Townsend previously played college softball at the University of Michigan from 1990 to 1993, where she was a first-team NFCA All-American in 1993 and the Big Ten Conference Player of the Year in 1992 and 1993. She played professional softball for the Georgia Pride and Florida Wahoos and was named the Most Valuable Player in the Women's Professional Softball League in 2000. She also played for Team USA in 1995 and 1997 and was a member of the USA Team that won the gold medal in the 1995 Pan American Games.

==Early years==
Townsend played high school softball in Allendale, Michigan. She holds the all-time West Michigan single-season record with a .700 batting average posted in 1989.

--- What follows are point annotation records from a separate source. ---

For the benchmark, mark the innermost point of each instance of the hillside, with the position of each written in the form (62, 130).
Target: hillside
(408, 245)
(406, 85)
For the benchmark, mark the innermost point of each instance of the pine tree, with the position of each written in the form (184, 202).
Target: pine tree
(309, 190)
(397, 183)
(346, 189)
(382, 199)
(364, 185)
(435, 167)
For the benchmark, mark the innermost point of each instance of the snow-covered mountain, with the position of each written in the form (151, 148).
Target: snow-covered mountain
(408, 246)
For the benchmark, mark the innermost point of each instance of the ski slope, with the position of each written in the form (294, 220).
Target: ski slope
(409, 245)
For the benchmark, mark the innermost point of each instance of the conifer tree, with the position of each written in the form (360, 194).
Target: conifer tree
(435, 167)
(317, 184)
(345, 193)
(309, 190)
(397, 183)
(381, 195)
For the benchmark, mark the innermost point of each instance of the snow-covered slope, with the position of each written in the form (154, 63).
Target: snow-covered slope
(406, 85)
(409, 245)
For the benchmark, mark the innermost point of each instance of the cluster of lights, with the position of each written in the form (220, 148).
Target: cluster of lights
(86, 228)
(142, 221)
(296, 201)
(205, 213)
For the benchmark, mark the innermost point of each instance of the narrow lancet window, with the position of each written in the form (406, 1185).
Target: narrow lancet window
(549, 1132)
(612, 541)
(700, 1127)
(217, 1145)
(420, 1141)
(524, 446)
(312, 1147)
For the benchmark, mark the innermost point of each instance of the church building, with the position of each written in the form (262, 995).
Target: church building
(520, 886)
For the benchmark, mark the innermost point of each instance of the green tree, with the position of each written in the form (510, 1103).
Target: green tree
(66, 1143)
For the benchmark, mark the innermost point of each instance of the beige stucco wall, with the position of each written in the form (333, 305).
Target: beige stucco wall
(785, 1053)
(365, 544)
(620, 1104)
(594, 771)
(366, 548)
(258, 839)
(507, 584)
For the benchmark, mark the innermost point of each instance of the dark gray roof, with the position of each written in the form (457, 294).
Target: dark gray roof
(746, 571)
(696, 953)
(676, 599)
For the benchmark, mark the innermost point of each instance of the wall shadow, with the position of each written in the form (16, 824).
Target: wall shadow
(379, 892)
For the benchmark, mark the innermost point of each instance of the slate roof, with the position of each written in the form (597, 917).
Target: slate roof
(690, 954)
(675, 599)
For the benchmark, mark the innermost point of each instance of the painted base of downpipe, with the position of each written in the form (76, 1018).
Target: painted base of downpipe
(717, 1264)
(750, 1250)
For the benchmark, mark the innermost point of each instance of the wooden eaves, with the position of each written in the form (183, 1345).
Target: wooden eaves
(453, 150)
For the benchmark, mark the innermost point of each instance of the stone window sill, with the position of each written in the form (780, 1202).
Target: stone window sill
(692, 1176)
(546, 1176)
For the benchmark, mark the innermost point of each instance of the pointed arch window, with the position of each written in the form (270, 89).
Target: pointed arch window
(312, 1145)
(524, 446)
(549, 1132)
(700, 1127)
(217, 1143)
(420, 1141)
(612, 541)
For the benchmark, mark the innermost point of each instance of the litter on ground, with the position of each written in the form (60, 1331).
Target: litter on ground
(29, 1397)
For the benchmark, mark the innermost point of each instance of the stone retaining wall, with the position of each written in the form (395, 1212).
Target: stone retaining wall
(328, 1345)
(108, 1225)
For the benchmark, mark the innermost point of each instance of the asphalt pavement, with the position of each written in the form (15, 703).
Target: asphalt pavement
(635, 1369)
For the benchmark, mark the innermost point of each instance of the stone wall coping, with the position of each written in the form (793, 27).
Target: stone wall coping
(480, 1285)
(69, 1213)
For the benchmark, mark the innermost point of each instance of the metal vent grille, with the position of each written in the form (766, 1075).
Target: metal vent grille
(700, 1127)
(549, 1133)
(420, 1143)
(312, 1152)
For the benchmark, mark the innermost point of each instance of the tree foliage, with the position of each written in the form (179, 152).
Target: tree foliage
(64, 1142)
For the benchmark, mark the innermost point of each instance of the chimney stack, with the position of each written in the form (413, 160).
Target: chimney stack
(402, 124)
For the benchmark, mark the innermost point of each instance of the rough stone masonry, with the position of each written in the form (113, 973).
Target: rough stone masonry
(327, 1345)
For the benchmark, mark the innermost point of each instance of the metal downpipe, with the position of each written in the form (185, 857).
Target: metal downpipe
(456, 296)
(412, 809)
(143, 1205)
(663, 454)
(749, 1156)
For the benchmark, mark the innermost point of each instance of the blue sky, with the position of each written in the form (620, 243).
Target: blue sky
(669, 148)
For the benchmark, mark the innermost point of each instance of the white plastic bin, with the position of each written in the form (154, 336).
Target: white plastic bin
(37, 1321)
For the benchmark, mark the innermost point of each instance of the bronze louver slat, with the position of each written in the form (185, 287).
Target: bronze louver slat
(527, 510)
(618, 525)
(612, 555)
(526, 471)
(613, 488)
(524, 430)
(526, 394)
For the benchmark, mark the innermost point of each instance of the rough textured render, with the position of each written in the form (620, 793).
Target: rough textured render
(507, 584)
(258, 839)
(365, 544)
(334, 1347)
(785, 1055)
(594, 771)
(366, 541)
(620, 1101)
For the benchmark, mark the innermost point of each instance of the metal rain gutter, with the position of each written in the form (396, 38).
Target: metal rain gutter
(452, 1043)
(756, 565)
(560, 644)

==University of Michigan and Team USA==
Townsend played college softball for the Michigan Wolverines softball team under head coach Carol Hutchins from 1990 to 1993. She was selected as a first-team NFCA All-American outfielder in 1993, the Big Ten Conference Freshman of the Year in 1990, and the Big Ten Player of the Year in both 1992 and 1993. She was also a first-team All-Big Ten player each year from 1991 to 1993.

At the conclusion of her Michigan career, she held the school's career record for hits (244) and the single-season record for triples (11) and batting average (.421). She was the first Michigan player to hit over .400 and led the team in batting average for three consecutive years: .345 in 1991, .367 in 1992, and .421 in 1993.

Townsend played for Team USA in 1995 and 1997. She was a member of the 1995 team that won the gold medal at the Pan American Games in Parana, Argentina.

In 2002, Townsend was named to Michigan's all-time team upon the celebration of the program's 25th anniversary.

==Professional softball==
Townsend played professional softball for the Georgia Pride (1998-1999) and the Florida Wahoos (2000) in the Women's Professional Softball League (WPSL). She also played for the WPSL All-Stars in 2001. In 2000, she led the WPSL in batting average (.330), helped the Wahoos win the WPSL championship, and was named the league's Most Valuable Player.

==Coaching career==
From 1994 to 1995, Townsend was a graduate assistant at Florida State under JoAnne Graf. She joined the coaching staff at Tallahassee Community College as an assistant coach in 1996 and became the head coach in 2003. In 10 years as the head coach at Tallahassee, Townsend has compiled a 285-223 record. She was named the Florida College System Activities Association (FCSAA) Gulf District Coach of the Year in both 2008 and 2011.

In 2011, Townsend led Tallahassee to a 41-22 record, the best in the school's fast pitch history. The team finished third at the NJCAA Division I Softball National Tournament. At the end of the 2011 season, Townsend and her Tallahassee softball coaching staff were named the NJCAA Division I South Region Coaching Staff of the Year by the National Fastpitch Coaches Association (NFCA).

==Personal==
Townsend was married in 2002 to Jimmy Townsend. They have one daughter named Ali Townsend and live in Monticello, Florida.